From these premises, we can infer that political parties are influential mediums in the construction and reproduction of political discourse towards European integration from the mould of a broader social culture and identity embedded in a given polity. Political parties engage in this construction process through framing narratives belonging to Europe and the national polity as specific models that are consistent with their ideational orientation as well as the cultural and political orientation of the society, and call on the electorate to take a position.

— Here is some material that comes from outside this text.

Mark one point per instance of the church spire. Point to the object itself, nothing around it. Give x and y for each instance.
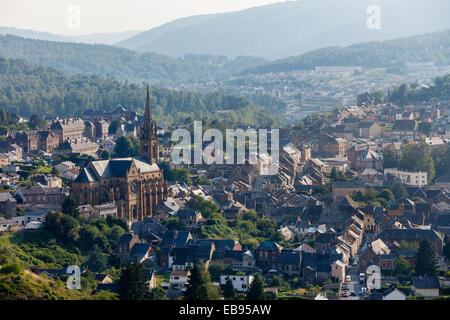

By inducing certain frames, ‘patterns of presentation, of selection, emphasis and exclusion‘ (Gitlin 1980, 7) which ‘define problems‘ (Entman 1993, 52), political parties set the parameters within which the electorate evaluate the question of European integration (Bleich 2003; Medrano 2003). Depending on the identity they represent, political parties can choose to frame European integration either in a discourse that will promote more supranational integration, by which a portion of national sovereignty would be transferred to Brussels, or more

1 According to Karl Deutsch, we-feeling is an essential part of a sense of community which he defines as ‘a matter of mutual sympathy and loyalties; trust and mutual consideration; of partial identification in terms of self-images and interests; of mutually successful predictions of behaviour, and of co-operative action in accordance with it’ (Deutsch et al 1957, 36).